# Starting to get frustrated... about to throw the towel



## vilmarisv (Apr 17, 2010)

Ugh! I have been trying to breed my best female to one of my guys and I think she knows she's special because she won't give in. 
They have been together for 4 days and the male has a huge bubblenest. She will come chek it out but run off when the male approaches. 
I've never had a female give the male such a hard time. 
My male has some shredding on his caudal and a small hole on his dorsal... of course I'm freaking out because the damage he has now is easily fixable but if she takes a chunck out of his tail it will take months to heal... and he's one of my best males!
A few minutes ago I was ready to take him out and place him in the hospital tank but I think I might give them until the end of the day, if nothing happens today then it's healing and afterwards, reconditioning time. 
I would try another pair but I really haven't thought of an alternate since I was so set on breeding this one.

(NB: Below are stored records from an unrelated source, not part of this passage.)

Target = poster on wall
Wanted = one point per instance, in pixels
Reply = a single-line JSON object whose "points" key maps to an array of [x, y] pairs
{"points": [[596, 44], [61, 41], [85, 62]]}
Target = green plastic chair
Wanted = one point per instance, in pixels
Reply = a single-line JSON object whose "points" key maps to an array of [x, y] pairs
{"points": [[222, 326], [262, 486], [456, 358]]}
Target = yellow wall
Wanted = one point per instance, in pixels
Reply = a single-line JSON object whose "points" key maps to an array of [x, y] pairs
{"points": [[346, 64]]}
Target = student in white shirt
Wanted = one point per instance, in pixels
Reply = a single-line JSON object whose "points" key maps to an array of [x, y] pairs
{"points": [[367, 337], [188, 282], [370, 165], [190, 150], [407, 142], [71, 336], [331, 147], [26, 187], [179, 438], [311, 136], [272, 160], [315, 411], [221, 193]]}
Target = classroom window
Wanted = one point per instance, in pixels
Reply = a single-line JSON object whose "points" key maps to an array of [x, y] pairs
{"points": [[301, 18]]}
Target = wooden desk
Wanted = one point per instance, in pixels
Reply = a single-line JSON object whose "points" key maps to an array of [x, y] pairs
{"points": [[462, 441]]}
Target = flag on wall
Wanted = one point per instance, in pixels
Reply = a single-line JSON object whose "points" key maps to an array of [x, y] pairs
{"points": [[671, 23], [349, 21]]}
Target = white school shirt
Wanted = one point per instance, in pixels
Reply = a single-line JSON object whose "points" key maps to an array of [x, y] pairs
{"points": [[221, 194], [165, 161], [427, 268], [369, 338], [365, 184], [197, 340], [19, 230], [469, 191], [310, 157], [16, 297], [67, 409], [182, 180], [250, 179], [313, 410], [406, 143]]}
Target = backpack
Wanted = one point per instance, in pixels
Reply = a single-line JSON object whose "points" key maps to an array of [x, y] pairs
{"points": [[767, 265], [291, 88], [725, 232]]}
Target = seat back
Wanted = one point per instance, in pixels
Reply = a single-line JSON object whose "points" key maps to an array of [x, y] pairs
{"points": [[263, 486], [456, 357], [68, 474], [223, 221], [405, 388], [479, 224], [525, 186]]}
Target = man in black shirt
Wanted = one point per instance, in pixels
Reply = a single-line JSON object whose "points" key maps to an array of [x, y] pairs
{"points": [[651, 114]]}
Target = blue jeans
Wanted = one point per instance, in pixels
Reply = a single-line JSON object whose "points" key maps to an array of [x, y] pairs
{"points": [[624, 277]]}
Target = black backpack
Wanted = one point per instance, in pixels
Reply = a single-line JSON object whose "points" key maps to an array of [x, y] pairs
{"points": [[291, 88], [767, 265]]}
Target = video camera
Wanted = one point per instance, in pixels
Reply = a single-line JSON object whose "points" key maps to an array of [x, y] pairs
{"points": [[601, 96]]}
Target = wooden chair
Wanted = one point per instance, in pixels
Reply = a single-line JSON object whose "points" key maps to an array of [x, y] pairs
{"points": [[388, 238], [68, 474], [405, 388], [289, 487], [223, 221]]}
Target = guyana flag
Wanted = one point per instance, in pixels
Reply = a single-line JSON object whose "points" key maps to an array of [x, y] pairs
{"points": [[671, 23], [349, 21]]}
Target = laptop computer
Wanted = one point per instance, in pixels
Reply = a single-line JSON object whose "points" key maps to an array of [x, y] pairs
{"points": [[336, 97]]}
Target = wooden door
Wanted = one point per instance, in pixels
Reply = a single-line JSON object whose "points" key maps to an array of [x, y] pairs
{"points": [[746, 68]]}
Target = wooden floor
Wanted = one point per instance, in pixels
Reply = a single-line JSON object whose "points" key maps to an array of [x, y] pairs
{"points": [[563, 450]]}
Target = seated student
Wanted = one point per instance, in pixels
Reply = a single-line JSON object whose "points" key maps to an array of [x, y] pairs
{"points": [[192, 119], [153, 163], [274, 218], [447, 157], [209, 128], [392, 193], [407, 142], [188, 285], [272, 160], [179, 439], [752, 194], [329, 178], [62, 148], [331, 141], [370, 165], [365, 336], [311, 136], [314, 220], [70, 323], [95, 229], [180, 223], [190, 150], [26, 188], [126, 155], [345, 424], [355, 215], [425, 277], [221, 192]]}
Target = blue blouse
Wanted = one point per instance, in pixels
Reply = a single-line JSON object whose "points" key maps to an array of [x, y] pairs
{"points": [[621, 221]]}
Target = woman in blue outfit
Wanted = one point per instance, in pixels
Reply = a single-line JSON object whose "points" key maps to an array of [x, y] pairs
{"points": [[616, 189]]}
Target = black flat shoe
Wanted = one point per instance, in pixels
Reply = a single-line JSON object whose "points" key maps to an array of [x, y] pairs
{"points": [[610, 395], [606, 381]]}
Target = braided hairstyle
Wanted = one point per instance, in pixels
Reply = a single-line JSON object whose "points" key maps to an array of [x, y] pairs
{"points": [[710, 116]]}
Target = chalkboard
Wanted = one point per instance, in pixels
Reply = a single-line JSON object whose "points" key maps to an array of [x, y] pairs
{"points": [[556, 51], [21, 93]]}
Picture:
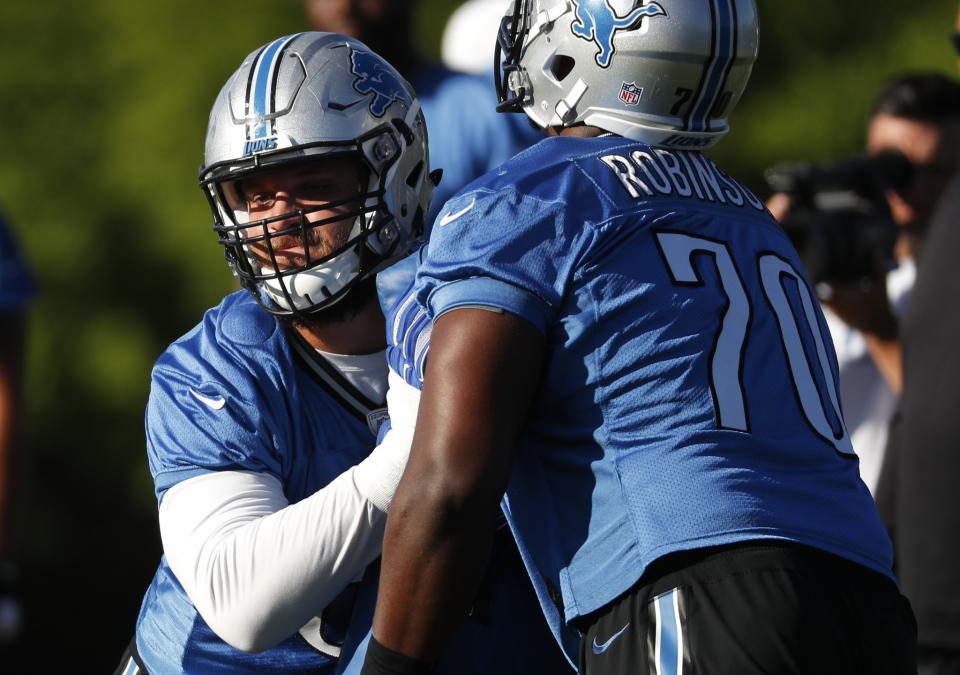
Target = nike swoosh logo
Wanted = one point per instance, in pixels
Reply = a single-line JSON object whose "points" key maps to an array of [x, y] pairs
{"points": [[450, 217], [601, 648], [212, 403]]}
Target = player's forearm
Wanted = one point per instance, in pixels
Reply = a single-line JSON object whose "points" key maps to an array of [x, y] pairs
{"points": [[257, 569], [435, 552]]}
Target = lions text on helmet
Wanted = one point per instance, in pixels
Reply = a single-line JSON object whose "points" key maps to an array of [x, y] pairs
{"points": [[316, 169], [643, 70]]}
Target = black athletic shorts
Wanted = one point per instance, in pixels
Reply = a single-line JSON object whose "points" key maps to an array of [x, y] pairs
{"points": [[767, 608]]}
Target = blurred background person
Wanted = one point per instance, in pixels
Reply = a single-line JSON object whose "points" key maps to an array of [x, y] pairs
{"points": [[917, 493], [16, 290], [466, 37], [467, 135], [918, 116]]}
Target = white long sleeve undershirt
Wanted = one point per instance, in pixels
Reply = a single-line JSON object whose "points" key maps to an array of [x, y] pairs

I have plenty of siblings to mix and match but I wanted THIS pair!!!!
Who says this gets easier with experience??


----------



## Panthera (Nov 2, 2010)

I know EXACTLY how you feel lol. My last pair, (My 5th try at spawning), was so close. He had a huge bubblenest, she had breeding bars and was acting submissive, and he was showing off for her. But after almost 4 days it just wouldn't work, she would go to the nest head down and he would act like he's going to wrap her, then he just bites her and chases her off >.> 

That was the closest I got though, so I guess you can see with each attempt at trying you gain more experience and get a little closer. Hopefully next time you'll have some luck!


----------



## monroe0704 (Nov 17, 2010)

Haha guys I'm in the same boat! Except I have yet to have a successful spawn! I'm going to get creative with pairing after I try all the pairs I wanted to do first lol.


----------



## vilmarisv (Apr 17, 2010)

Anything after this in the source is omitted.